Single by Anuel AA, Myke Towers and Jhayco

from the album Las Leyendas Nunca Mueren
- Language: Spanish
- Released: November 18, 2021
- Genre: Reggaeton;
- Length: 4:00
- Label: Real Hasta la Muerte;
- Songwriters: Emmanuel Gazmey Santiago; Michael Anthony Torres Monge; Jesús Manuel Nieves Cortés;
- Producer: Ovy on the Drums;

Anuel AA singles chronology
| "Leyenda" (2021) | "Súbelo" (2021) | "Si Tú Me Busca" (2022) |

Myke Towers singles chronology
| "La Llamada" (2021) | "Súbelo" (2021) | "Jóvenes Millonarios" (2021) |

Jhayco singles chronology
| "Holy Shit" (remix) (2021) | "Súbelo" (2021) | "Está Dañada" (remix) (2021) |

Music video
- "Súbelo" on YouTube

= Súbelo =

2021 single by Anuel AA, Myke Towers and Jhayco

"Súbelo" is a song by Puerto Rican singers Anuel AA, Myke Towers and Jhayco. It was released through Real Hasta la Muerte on November 18, 2021, as the third single from the album Las Leyendas Nunca Mueren (2021), which revealed the official cover of the album.

== Background ==
In January, 2021, a short preview of a song between Anuel AA, Myke Towers and Jhayco became viral. In mid-November, 2021, Anuel AA posted official preview for the song with moments from filming of its music video. After the release of "Súbelo", he announced his third solo studio album Las Leyendas Nunca Mueren, and the song was included as the fifteenth track.

== Composition ==
Anuel AA, Myke Towers and Jhayco wrote the song alongside Colombian producer Ovy on the Drums who literally produced it. In an interview for El Guru in Apple Music, Anuel AA described it as "perfect" and stated that "Súbelo" was the first song he recorded in his home country Puerto Rico after being released from prison.

== Commercial performance ==

"Súbelo" did not enter the Billboard Hot 100, but peaked at number 15 on the Bubbling Under Hot 100 chart. The song debuted and peaked at number 12 on the US Billboard Hot Latin Songs chart on November 12, 2022. In Spain's official weekly chart, it debuted at number 15.

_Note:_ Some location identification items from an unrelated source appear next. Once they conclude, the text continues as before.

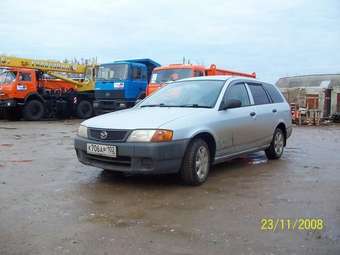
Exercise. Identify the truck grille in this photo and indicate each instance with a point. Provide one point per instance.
(108, 135)
(109, 94)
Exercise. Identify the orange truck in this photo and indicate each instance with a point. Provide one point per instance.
(34, 89)
(162, 75)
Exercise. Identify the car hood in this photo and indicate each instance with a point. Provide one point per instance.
(139, 118)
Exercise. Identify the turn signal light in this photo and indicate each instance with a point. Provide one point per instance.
(162, 136)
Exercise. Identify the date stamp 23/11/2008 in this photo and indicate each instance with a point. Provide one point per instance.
(284, 224)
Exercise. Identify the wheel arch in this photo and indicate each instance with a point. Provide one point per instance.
(34, 96)
(283, 127)
(209, 139)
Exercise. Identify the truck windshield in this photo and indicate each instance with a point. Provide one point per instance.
(166, 75)
(196, 94)
(7, 77)
(113, 72)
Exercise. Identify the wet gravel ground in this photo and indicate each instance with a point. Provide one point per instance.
(51, 204)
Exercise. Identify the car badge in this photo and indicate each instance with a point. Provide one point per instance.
(103, 135)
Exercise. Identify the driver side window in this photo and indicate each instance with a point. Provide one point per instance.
(239, 92)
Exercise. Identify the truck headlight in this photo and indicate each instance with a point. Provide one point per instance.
(82, 131)
(150, 135)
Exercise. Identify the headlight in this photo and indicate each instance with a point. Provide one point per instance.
(151, 135)
(82, 131)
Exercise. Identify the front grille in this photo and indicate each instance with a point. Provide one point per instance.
(111, 135)
(109, 94)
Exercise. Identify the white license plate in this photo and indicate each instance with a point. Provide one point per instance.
(102, 150)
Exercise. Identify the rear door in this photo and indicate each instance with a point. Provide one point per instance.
(264, 114)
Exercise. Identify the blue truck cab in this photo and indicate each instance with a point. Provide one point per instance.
(119, 84)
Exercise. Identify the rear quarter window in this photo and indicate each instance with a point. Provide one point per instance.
(273, 93)
(259, 94)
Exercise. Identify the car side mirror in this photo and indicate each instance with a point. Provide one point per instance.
(231, 103)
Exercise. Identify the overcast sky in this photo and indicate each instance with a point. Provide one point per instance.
(272, 37)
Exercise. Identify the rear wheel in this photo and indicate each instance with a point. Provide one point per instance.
(196, 163)
(33, 110)
(276, 147)
(84, 110)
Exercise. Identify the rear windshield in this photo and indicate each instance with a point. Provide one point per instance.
(273, 93)
(202, 94)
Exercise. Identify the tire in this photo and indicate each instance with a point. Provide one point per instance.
(33, 110)
(192, 172)
(84, 110)
(275, 150)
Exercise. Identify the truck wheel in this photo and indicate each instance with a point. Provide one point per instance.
(196, 163)
(84, 110)
(33, 110)
(276, 147)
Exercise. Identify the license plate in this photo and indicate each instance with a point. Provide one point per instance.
(102, 150)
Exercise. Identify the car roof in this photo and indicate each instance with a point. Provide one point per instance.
(219, 78)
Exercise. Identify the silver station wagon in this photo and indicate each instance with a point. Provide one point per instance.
(188, 126)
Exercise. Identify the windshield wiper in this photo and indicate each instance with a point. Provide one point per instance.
(194, 106)
(153, 105)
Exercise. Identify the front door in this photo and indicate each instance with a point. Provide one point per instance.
(237, 123)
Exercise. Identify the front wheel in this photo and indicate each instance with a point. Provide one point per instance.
(33, 110)
(275, 150)
(196, 163)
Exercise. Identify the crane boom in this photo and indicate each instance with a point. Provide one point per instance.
(54, 68)
(43, 65)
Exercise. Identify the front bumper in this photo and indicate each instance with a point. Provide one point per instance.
(8, 103)
(136, 157)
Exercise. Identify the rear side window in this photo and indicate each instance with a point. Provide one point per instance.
(259, 94)
(273, 93)
(239, 92)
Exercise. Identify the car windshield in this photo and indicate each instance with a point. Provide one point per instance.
(113, 72)
(166, 75)
(7, 77)
(198, 94)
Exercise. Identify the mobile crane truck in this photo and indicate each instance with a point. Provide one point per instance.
(121, 83)
(162, 75)
(27, 89)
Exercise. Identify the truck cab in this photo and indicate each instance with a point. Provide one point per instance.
(164, 74)
(15, 85)
(121, 83)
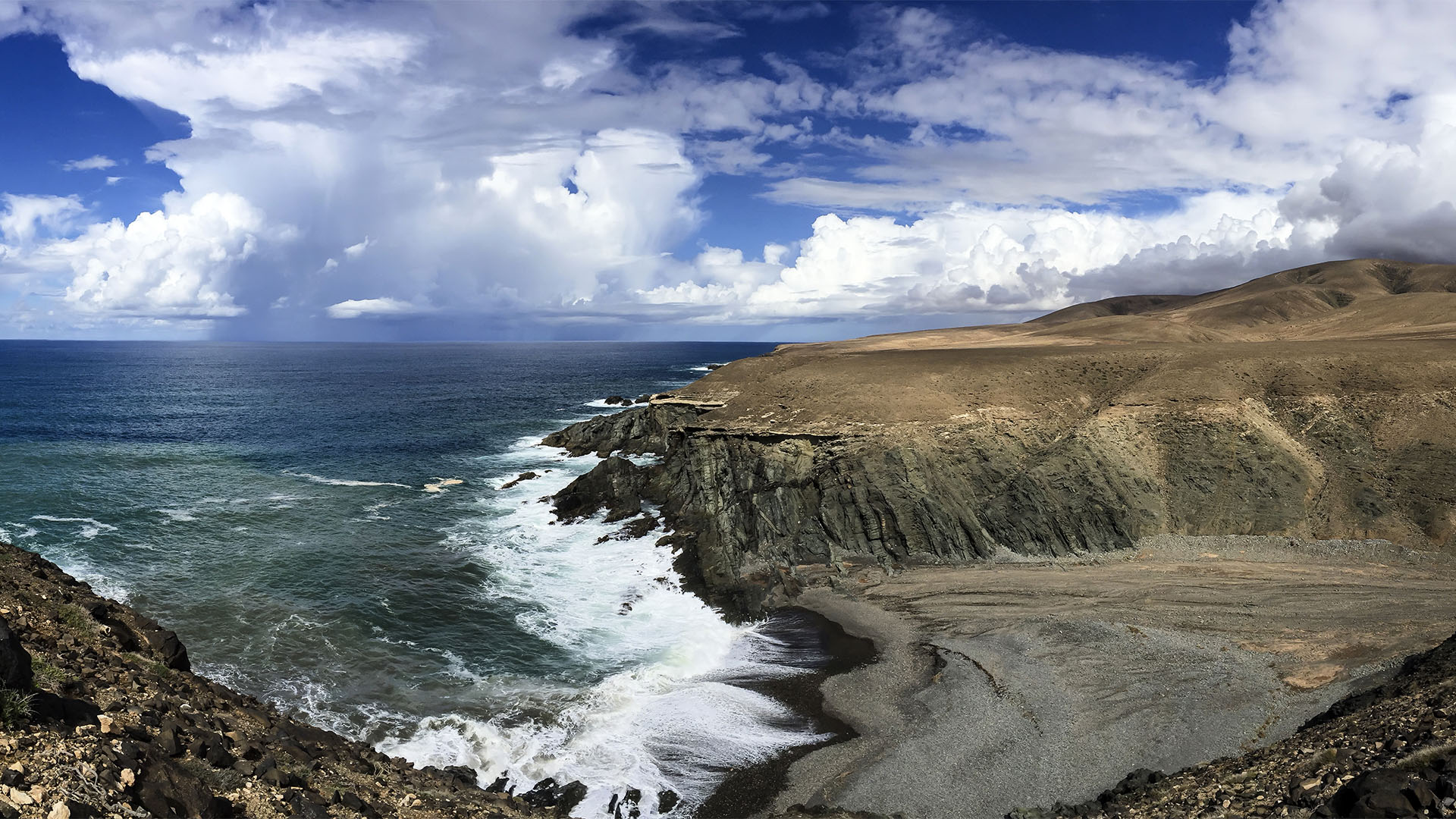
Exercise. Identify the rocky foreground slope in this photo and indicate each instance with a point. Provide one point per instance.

"Súbelo" debuted at number 114 on the Billboard Global 200 on the issue dated December 4, 2021. The song also peaked at the top of the chart in Dominican Republic and at number 6 in El Salvador.

== Music video ==
The music video for "Súbelo" was released on December 18, 2021. It was filmed at the LoanDepot Park in Miami, Florida and produced by Fernando Lugo and Anuel AA. It shows the artists participating in a baseball game. In the video, Anuel AA pays homage to Major League Baseball stars including Robinson Canó, Miguel Rojas and Guillermo Heredia.

== Charts ==

Chart performance for "Súbelo"
| Chart (2021) | Peak position |
|---|---|
| Dominican Republic (Monitor Latino) | 1 |
| Global 200 (Billboard) | 114 |
| El Salvador (Monitor Latino) | 6 |
| US Bubbling Under Hot 100 (Billboard) | 15 |
| Spain (Promusicae) | 15 |
| US Hot Latin Songs (Billboard) | 12 |
| US Latin Airplay (Billboard) | 50 |
| US Latin Rhythm Airplay (Billboard) | 23 |
| US Latin Digital Song Sales (Billboard) | 7 |

== Certifications ==

Certifications and sales for "Súbelo"
| Region | Certification | Certified units/sales |
| Spain (Promusicae) | Platinum | 60,000^{‡} |
^{‡} Sales+streaming figures based on certification alone.